Abstract
The wide phenotypic variability of prion diseases is thought to depend on the interaction of a host genotype with prion strains that have self-perpetuating biological properties enciphered in distinct conformations of the misfolded prion protein PrPSc. This concept is largely based on indirect approaches studying the effect of proteases or denaturing agents on the physicochemical properties of PrPSc aggregates. Furthermore, most data come from studies on rodent-adapted prion strains, making current understanding of the molecular basis of strains and phenotypic variability in naturally occurring diseases, especially in humans, more limited.
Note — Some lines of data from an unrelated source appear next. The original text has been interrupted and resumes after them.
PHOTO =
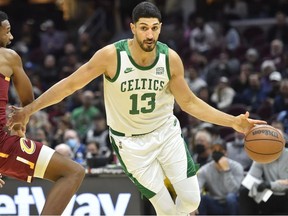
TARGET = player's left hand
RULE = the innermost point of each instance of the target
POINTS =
(243, 123)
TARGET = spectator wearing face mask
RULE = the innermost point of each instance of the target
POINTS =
(236, 151)
(219, 181)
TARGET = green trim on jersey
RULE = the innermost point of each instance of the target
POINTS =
(118, 65)
(144, 191)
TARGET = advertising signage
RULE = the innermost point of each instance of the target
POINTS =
(98, 195)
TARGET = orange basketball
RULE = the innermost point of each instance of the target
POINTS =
(264, 143)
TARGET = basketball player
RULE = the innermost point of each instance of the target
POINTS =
(20, 157)
(142, 77)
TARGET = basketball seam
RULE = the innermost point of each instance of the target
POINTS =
(262, 153)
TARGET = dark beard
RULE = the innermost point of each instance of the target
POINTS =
(148, 48)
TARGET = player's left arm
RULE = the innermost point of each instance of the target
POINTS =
(20, 79)
(196, 107)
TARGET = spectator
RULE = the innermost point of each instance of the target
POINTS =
(64, 150)
(194, 81)
(277, 55)
(252, 57)
(280, 29)
(49, 71)
(240, 82)
(202, 147)
(92, 149)
(202, 37)
(220, 181)
(82, 117)
(275, 79)
(231, 37)
(273, 176)
(281, 100)
(51, 40)
(254, 95)
(223, 94)
(98, 132)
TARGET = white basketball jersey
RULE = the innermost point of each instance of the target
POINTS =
(137, 99)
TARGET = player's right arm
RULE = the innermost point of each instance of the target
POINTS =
(100, 63)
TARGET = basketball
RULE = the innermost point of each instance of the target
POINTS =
(264, 143)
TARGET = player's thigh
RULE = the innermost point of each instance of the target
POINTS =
(138, 157)
(176, 159)
(60, 166)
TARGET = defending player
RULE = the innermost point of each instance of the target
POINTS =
(20, 157)
(142, 77)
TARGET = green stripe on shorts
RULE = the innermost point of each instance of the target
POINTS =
(192, 168)
(144, 191)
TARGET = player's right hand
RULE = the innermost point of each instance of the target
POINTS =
(17, 118)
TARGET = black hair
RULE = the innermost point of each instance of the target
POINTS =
(3, 16)
(145, 10)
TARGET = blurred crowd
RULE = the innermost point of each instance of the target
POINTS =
(235, 57)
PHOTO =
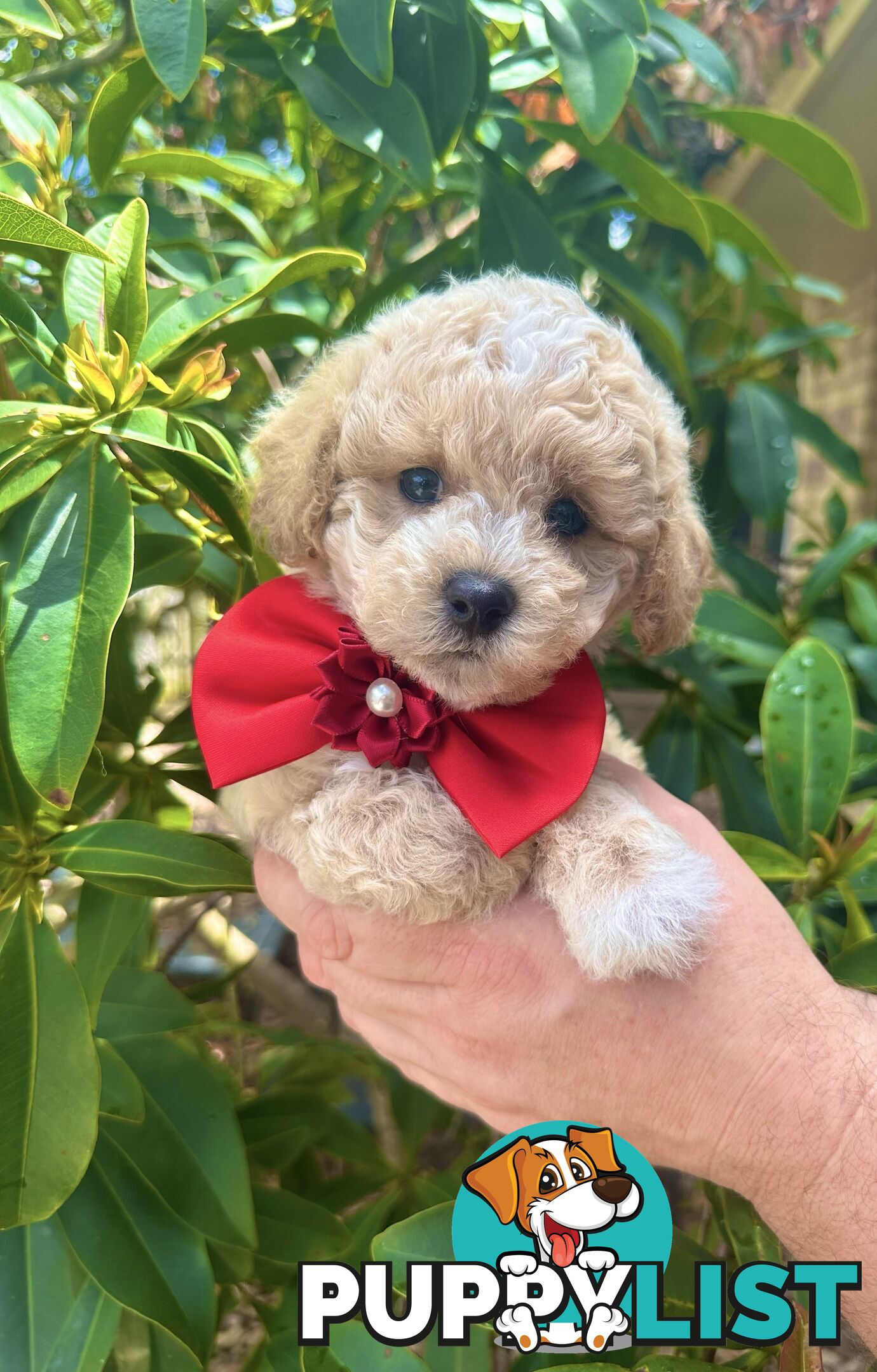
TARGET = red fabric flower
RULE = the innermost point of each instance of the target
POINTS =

To fill this gap, we studied the effects of guanidine hydrochloride (GdnHCl) and heating on PrPSc aggregates extracted from 60 sporadic Creutzfeldt-Jakob disease (CJD) and 6 variant CJD brains. While denaturation curves obtained after exposure of PrPSc to increasing GdnHCl concentrations showed similar profiles among the 7 CJD types analyzed, PrPSc exposure to increasing temperature revealed significantly different and type-specific responses. In particular, MM1 and VV2, the most prevalent and fast-replicating CJD types, showed stable and highly resistant PrPSc aggregates, whereas VV1, a rare and slowly propagating type, revealed unstable aggregates that easily dissolved at low temperature. Taken together, our results indicate that the molecular interactions mediating the aggregation state of PrPSc, possibly enciphering strain diversity, are differently targeted by GdnHCl, temperature, and proteases. Furthermore, the detected positive correlation between the thermostability of PrPSc aggregates and disease transmission efficiency makes inconsistent the proposed hypothesis that a decrease in conformational stability of prions results in an increase in their replication efficiency.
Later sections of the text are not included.